2.7 ROC diagnostic model construction

Prognostic nomogram models effectively integrate multiple metrics to predict disease onset and progression. From machine learning models, four key genes were identified, and a prognostic nomogram model was constructed based on these genes. “Rms” and “Rmda” package were used to assess disease risk based on these genes. The model’s performance was evaluated with ROC analysis via package.

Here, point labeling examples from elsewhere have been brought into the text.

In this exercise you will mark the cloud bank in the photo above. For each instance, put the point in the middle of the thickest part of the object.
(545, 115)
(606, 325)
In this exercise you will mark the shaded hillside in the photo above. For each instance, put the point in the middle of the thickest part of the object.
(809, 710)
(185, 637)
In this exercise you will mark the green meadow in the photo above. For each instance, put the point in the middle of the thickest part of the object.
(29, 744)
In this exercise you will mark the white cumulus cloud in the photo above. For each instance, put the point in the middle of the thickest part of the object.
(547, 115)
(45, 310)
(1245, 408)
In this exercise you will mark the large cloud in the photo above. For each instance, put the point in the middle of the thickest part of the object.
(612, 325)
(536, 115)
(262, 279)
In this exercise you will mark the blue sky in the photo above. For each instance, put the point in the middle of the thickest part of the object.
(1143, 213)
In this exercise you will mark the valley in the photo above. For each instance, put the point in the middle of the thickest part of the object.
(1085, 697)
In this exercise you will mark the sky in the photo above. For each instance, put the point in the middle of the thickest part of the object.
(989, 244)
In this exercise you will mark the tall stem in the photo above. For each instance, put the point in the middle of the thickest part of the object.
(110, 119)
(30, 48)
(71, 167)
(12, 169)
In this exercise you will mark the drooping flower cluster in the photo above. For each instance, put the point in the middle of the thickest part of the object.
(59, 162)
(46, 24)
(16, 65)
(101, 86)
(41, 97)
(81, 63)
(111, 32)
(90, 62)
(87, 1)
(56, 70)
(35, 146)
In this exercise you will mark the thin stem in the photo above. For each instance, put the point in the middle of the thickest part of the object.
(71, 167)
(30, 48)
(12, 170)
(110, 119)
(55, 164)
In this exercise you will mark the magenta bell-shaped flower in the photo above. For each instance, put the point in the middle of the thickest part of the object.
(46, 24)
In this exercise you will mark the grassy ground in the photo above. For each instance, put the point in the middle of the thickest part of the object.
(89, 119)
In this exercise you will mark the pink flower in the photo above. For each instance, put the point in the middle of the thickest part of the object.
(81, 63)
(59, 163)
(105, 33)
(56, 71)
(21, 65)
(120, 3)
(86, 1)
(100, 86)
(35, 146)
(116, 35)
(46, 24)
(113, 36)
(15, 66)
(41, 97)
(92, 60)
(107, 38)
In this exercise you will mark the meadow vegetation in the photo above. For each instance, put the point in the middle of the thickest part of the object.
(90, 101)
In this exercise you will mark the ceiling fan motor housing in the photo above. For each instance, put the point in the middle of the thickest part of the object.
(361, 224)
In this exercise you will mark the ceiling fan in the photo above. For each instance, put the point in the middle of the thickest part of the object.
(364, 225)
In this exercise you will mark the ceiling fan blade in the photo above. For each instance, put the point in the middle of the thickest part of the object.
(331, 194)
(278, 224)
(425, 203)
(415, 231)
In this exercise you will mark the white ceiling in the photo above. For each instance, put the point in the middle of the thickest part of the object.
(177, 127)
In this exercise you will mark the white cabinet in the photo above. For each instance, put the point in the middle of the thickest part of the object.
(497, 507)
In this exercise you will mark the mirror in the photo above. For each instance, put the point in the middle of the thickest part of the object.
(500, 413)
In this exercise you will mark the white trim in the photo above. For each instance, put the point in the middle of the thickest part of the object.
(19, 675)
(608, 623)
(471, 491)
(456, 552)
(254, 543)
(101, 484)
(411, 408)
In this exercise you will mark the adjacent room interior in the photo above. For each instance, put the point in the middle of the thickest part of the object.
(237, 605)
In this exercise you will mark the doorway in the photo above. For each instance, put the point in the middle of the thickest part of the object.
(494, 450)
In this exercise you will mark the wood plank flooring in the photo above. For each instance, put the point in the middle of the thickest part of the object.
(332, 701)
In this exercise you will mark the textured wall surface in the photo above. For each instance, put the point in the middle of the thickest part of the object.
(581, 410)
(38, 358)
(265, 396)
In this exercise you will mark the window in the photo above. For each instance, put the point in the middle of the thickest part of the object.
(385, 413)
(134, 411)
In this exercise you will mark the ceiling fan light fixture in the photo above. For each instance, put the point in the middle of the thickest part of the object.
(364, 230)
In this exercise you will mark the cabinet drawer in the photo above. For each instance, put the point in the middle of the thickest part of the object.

The diagnostic accuracy of these genes was confirmed in both internal and external datasets.

2.8 UMAP plot for cell clustering

Single-cell transcriptomes from the GSE214695 dataset were processed using Seurat v4.0. After rigorous quality control (mitochondrial gene percentage <20%, nFeature >500), the data were normalized via SCTransform and subjected to UMAP clustering (resolution = 0.8). Cell types were annotated based on marker genes from the CellMarker database. Additionally, six algorithms (AUCell, UCell, singscore, ssGSEA, JASMINE, and viper) from the “irGSEA” package were used to score gene sets in the scRNA-seq datasets [13].

2.9 Trajectory analysis

To explore the differentiation trajectories within the macrophage cell type, the cytoTRACE algorithm was employed alongside Monocle R (2.24.0) and Slingshot (2.6.0) software tools. Utilizing the DDRTree algorithm, trajectories were reconstructed and cell lineages were inferred through minimum spanning trees (MSTs) to monitor the developmental progression along the identified paths.

2.10 Cell communication

The CellChat R package was used to analyze gene expression data and explore variations in potential cell-cell communication networks. Employing the conventional CellChat pipeline, the default CellChatDB was relied on for ligand-receptor interactions. By identifying overexpressed ligands or receptors within specific cell groups, cell type-specific interactions were inferred.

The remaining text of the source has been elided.